A shell and tube heat exchanger is used as a steam condenser. Coolant water enters the tube at 300 K at a rate of 100 kg/s. The overall heat transfer coefficient is 1500 W/m².K, and total heat transfer area is 400 m². Steam condenses at a saturation temperature of 350 K. Assume that the specific heat of coolant water is 4000 J/kg.K. The temperature of the coolant water coming out of the condenser is $\underline{\hspace{1cm}}$ K (round off to the nearest integer).

Temperature field inside a sphere of radius $ R = 1 \, \text{m} $ with origin at its center is \[ T(x, y, z) = 100 - 70x + 51y - 80z - 10x^2 - 20y^2 - 20z^2. \] If thermal conductivity of the sphere material is $ K = 50 \, \text{W/m.K} $ and Fourier law of heat conduction is valid, net heat leaving the sphere per unit time in W is _________.
[round off to one decimal place]

A fluid with dynamic viscosity $ \mu = 1 \, \text{Pa.s} $ is flowing through a circular pipe with diameter 1 cm. If the flow rate (discharge) in the pipe is 0.2 liters/s, the maximum velocity in m/s of the fluid in the pipe is (assume fully developed flow and take fluid density $ \rho = 1000 \, \text{kg/m}^3 $) _________.

A 3 mm thick steel sheet, kept at room temperature of 30ºC, is cut by a fiber laser beam.

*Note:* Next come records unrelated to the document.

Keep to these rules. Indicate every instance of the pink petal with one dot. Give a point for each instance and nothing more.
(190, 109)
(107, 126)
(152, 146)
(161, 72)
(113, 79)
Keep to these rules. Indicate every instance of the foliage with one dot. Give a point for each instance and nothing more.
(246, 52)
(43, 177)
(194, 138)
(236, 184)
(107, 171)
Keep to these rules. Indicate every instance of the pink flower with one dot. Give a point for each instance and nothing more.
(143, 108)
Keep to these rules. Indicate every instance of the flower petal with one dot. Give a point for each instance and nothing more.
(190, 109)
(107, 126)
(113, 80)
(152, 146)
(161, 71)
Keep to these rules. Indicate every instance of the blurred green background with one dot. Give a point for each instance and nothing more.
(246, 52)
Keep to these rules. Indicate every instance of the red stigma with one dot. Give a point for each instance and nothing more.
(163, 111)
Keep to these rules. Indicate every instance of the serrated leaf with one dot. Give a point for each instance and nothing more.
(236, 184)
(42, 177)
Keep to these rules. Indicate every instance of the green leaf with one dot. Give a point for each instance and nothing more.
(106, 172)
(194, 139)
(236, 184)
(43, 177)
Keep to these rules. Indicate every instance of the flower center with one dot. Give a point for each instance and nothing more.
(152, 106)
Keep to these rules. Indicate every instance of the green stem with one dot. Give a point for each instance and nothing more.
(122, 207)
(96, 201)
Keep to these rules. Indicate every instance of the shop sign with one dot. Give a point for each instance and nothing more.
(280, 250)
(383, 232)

The laser spot diameter on the top surface of the sheet is 0.2 mm. The laser absorptivity of the sheet is 50%. The properties of steel are density = 8000 kg/m$^3$, specific heat = 500 J/kg.°C, melting temperature = 1530ºC, and latent heat of fusion = $ 3 \times 10^5 $ J/kg. Assume that melting efficiency is 100% and that the kerf width is equal to the laser spot diameter. The maximum speed (in m/s) at which the sheet can be fully cut at 2 kW laser power is _________.

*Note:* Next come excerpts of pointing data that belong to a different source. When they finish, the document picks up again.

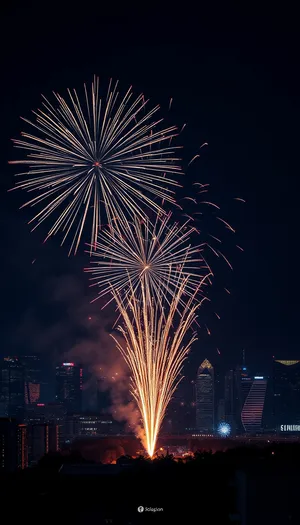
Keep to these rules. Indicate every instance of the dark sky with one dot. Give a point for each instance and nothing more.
(235, 83)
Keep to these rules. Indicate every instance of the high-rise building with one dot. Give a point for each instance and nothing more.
(238, 383)
(286, 392)
(32, 376)
(42, 438)
(13, 445)
(12, 389)
(252, 411)
(103, 398)
(205, 398)
(69, 386)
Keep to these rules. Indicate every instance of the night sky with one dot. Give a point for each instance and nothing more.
(236, 85)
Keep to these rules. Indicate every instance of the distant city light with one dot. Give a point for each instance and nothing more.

A circular tank of 4 m diameter is filled up to a height of 3 m. Assuming almost steady flow and neglecting losses, the time taken in seconds to empty the tank through a 5 cm diameter hole located at the center of the tank bottom (take acceleration due to gravity $ g = 9.81 \, \text{m/s}^2 $) is [round off to the nearest integer].